Effects of topically applied naproxen-loaded thermorespnsive nanogels on porcine skin, ex vivo. A. Representative Western blots for COX-2 expression following the dosing of porcine skin with naproxen-loaded PNIPAM nanogels after 6 and 10 h, relative to water control. β-actin was used as the housekeeping protein. The upper blots show COX-2 for each treatment where the intensity of the bands and is directly proportional to protein level. The lower blots show the β-actin control (n = 3 ± SD). Key: 1. control (untreated), 2. NNCA + TEA (naproxen nanogel + citric acid + triethylamine) at 6 h, 3. NNCA + TEA (naproxen nanogel + citric acid + triethylamine) at 10 h, 4. Naproxen solution at 10 h, 5. NNCA (naproxen nanogel + citric acid + sodium carbonate) at 6 h, 6. NNCA (naproxen nanogel + citric acid + sodium carbonate) at 10 h, 7. NNCA + SC (naproxen nanogel + sodium carbonate) at 6 h, 8. NNCA + SC (naproxen nanogel + sodium carbonate) at 10 h, 9. naproxen solution at 6 h. Note: significant anti-inflammatory active of naproxen-loaded nanogels, in particular from those involving the addition of sodium carbonate (one way ANOVA followed by Dunnett’s post hoc analysis). B. Western blots for COX-2 in ex vivo porcine skin. C. Representative immunostaining images for COX-2 in ex vivo porcine skin dosed with PNIPAM nanogels.

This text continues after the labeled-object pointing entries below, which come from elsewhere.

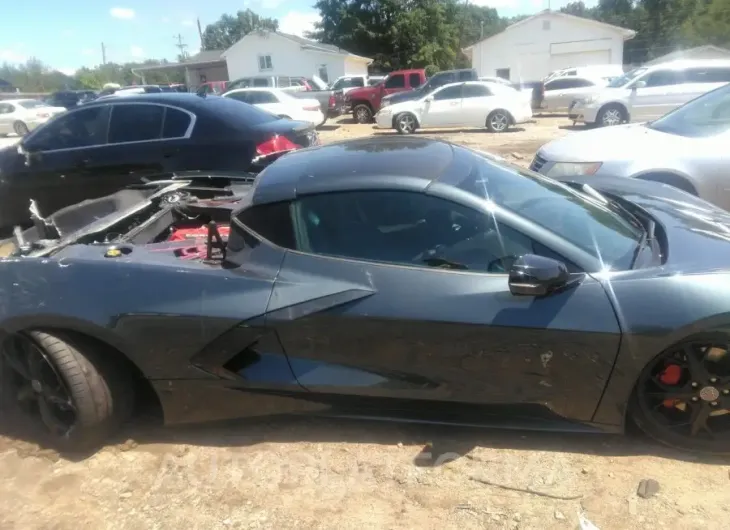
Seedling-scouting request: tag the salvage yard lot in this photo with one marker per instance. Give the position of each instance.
(340, 474)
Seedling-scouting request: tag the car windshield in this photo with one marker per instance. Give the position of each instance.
(618, 82)
(708, 115)
(32, 104)
(583, 221)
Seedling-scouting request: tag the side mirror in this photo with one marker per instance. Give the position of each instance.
(532, 275)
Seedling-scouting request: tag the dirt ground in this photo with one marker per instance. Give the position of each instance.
(342, 474)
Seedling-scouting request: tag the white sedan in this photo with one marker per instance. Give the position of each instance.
(20, 116)
(470, 104)
(278, 102)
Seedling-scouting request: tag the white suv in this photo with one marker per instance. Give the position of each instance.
(649, 92)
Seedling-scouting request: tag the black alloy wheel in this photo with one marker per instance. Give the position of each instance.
(37, 386)
(682, 398)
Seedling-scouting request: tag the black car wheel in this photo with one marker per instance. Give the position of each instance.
(611, 115)
(72, 395)
(406, 123)
(498, 121)
(20, 128)
(682, 398)
(362, 113)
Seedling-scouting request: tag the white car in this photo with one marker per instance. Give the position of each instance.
(469, 104)
(649, 92)
(20, 116)
(686, 149)
(278, 102)
(560, 92)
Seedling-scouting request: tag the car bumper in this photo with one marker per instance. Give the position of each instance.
(579, 112)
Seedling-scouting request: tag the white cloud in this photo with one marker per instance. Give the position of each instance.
(12, 55)
(497, 4)
(298, 22)
(122, 12)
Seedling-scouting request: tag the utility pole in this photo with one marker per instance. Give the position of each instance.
(181, 46)
(200, 34)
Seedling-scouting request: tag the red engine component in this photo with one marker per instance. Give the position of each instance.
(196, 233)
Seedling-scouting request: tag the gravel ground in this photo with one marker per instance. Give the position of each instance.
(337, 474)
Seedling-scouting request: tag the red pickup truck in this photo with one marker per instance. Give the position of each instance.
(365, 101)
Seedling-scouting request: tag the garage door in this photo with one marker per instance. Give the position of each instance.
(570, 60)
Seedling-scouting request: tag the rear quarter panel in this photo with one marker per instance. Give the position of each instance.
(656, 311)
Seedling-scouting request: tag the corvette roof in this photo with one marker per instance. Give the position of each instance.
(396, 161)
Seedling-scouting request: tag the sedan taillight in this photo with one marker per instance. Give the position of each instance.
(276, 144)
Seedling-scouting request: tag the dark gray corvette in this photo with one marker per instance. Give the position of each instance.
(398, 278)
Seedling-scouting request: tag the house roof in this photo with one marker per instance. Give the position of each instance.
(626, 33)
(306, 44)
(679, 54)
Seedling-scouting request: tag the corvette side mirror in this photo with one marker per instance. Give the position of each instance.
(532, 275)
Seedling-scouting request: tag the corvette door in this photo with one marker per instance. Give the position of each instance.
(368, 309)
(443, 108)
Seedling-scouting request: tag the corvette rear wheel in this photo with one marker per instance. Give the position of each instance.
(71, 394)
(682, 398)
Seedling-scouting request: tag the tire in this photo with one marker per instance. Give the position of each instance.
(612, 114)
(20, 128)
(94, 388)
(672, 180)
(656, 421)
(362, 113)
(498, 121)
(405, 123)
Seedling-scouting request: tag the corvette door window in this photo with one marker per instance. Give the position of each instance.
(406, 228)
(80, 128)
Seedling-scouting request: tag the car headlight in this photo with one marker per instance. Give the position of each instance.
(573, 169)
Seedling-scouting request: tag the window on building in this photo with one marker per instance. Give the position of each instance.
(265, 63)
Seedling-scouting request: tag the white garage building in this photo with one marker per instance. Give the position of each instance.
(273, 53)
(532, 48)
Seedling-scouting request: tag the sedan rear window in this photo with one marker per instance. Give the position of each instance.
(235, 114)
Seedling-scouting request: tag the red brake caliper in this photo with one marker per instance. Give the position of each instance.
(671, 376)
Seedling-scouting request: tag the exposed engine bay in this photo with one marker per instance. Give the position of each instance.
(190, 221)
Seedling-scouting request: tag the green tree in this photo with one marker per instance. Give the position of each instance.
(229, 29)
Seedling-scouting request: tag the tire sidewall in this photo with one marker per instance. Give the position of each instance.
(357, 116)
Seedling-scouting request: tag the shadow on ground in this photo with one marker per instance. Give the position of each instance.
(440, 443)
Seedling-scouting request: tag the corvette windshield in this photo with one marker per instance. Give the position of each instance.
(577, 218)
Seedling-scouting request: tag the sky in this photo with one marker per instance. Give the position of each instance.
(68, 35)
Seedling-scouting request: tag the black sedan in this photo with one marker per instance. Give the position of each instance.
(399, 278)
(100, 147)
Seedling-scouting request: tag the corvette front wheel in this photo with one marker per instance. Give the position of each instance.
(682, 398)
(70, 393)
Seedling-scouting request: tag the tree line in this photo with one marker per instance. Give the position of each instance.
(417, 33)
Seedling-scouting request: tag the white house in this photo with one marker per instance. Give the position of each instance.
(532, 48)
(263, 52)
(700, 52)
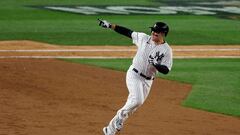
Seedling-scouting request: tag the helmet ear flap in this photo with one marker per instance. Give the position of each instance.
(160, 27)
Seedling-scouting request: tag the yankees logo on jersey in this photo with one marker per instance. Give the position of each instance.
(157, 56)
(148, 52)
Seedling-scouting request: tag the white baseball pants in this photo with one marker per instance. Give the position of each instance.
(139, 89)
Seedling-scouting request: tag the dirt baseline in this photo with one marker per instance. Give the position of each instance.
(52, 97)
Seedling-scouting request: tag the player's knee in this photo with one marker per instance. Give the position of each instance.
(137, 103)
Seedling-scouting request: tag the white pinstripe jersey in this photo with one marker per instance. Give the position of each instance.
(147, 48)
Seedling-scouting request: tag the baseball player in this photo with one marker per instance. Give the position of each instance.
(153, 55)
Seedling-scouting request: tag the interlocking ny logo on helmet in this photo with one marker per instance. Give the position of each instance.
(160, 27)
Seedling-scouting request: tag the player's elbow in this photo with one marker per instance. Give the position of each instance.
(162, 69)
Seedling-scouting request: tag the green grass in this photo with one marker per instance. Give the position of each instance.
(19, 22)
(216, 82)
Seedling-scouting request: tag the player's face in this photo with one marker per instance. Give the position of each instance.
(156, 37)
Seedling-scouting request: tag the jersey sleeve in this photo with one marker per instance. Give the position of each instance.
(168, 59)
(137, 38)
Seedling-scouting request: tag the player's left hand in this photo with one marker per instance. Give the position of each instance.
(153, 60)
(104, 23)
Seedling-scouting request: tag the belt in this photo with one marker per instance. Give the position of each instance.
(142, 75)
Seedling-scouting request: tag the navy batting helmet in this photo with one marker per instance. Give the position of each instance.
(160, 27)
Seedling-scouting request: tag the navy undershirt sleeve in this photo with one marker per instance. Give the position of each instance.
(124, 31)
(162, 68)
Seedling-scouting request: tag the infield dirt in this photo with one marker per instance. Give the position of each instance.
(53, 97)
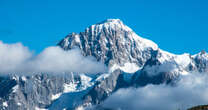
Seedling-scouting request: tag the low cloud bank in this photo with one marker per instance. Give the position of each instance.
(16, 58)
(190, 91)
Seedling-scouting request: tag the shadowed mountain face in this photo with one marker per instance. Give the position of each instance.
(132, 62)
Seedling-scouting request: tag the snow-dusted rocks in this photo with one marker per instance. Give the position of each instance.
(131, 60)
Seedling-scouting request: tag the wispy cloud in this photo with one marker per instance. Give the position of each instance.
(191, 90)
(16, 58)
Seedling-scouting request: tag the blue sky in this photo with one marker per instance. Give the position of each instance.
(177, 26)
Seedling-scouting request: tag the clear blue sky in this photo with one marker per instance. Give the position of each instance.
(177, 26)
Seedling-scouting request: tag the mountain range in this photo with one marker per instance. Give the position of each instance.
(132, 61)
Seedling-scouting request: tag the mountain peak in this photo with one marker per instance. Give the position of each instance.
(110, 24)
(115, 21)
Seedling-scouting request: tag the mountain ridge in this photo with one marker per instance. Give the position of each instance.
(132, 61)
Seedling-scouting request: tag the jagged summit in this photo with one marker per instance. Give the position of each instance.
(113, 43)
(111, 21)
(109, 25)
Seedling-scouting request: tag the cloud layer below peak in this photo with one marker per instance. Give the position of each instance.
(16, 58)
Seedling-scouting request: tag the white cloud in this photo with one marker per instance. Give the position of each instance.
(17, 58)
(190, 91)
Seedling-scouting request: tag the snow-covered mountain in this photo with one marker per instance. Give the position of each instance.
(131, 59)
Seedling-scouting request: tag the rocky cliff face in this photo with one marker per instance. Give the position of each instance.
(132, 61)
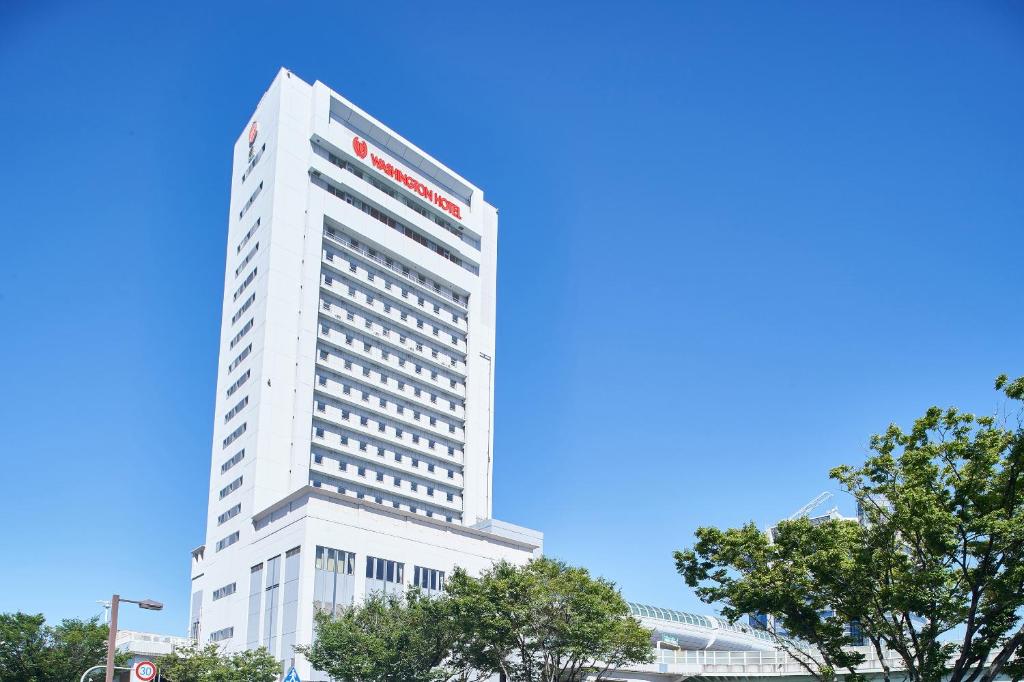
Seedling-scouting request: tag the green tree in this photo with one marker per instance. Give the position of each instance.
(935, 573)
(75, 646)
(209, 664)
(33, 651)
(386, 638)
(23, 647)
(544, 622)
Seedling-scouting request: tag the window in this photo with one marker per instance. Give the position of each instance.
(271, 602)
(335, 579)
(221, 635)
(245, 306)
(249, 235)
(229, 514)
(220, 593)
(228, 541)
(238, 457)
(235, 435)
(247, 259)
(230, 487)
(248, 281)
(237, 409)
(238, 383)
(429, 580)
(241, 356)
(384, 576)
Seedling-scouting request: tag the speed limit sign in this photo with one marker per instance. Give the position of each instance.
(143, 671)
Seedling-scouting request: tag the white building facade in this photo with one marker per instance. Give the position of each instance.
(352, 434)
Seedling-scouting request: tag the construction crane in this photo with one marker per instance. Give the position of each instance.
(810, 506)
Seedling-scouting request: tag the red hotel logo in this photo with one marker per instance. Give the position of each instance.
(445, 204)
(359, 146)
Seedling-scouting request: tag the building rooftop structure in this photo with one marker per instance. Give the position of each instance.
(679, 630)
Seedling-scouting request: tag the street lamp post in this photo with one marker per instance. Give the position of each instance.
(112, 636)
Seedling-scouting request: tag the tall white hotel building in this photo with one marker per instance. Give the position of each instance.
(354, 411)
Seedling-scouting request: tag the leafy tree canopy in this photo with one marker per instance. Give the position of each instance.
(544, 622)
(209, 664)
(934, 572)
(386, 638)
(33, 651)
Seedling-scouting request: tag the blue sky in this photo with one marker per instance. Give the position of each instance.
(736, 239)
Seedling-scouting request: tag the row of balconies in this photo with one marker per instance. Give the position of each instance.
(443, 434)
(348, 470)
(410, 441)
(443, 351)
(366, 345)
(445, 475)
(417, 280)
(353, 374)
(399, 293)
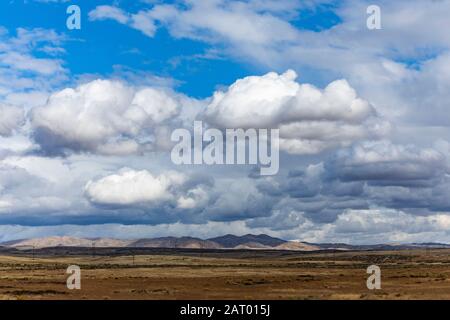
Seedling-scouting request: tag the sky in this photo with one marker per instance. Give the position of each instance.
(86, 117)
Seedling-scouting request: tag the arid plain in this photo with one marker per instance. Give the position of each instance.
(222, 274)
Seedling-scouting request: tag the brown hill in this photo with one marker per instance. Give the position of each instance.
(173, 242)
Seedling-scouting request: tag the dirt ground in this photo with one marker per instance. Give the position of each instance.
(404, 275)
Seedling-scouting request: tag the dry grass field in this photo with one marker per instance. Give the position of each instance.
(235, 275)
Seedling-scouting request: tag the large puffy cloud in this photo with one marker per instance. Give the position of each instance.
(11, 118)
(104, 116)
(310, 120)
(384, 163)
(131, 187)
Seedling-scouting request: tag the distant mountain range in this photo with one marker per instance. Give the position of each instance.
(247, 242)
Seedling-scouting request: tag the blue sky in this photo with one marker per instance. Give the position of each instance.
(86, 118)
(98, 47)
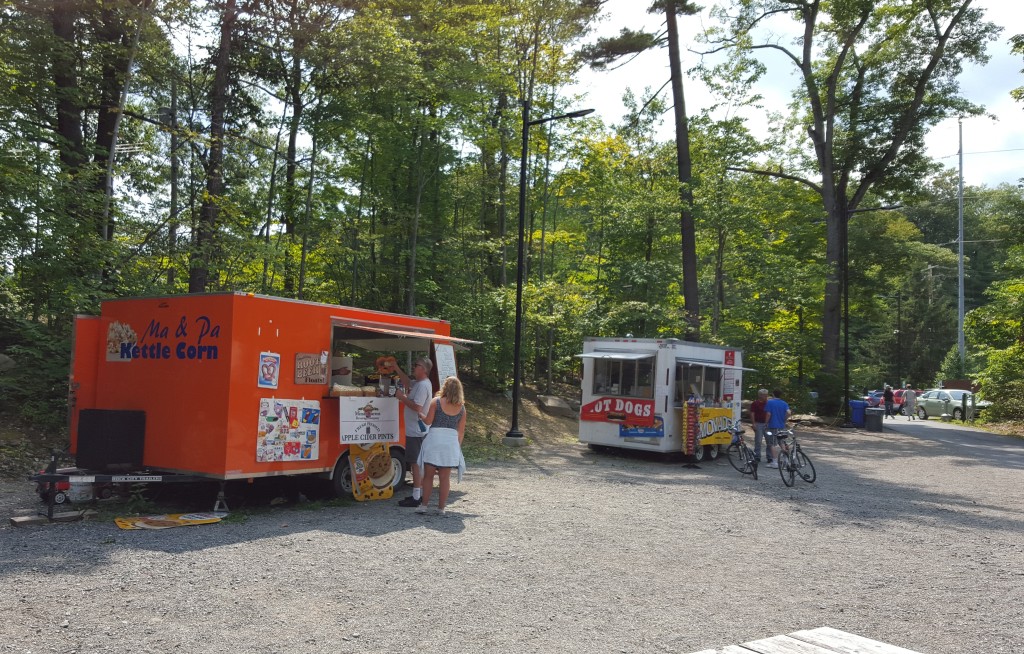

Ex vivo porcine skin treated with: BN (blank nanogel) after 6 h (top left), BN (blank nanogel) after 10 h (bottom left), NNCA (naproxen nanogel + citric acid) after 6 h (top center), NNCA (naproxen nanogel with citric acid) after 10 h (bottom center), NNCA + SC (naproxen nanogel with citric acid, then sodium carbonate) after 6 h (top right), NNCA + SC (naproxen nanogel with citric acid, then sodium carbonate) after 10 h (bottom right). Note: high staining (high COX-2) in the blanks, lower staining (lower COX-2) when naproxen nanogel applied, much lower staining (much lower COX-2) following the application of sodium carbonate causing the greater release of naproxen in situ.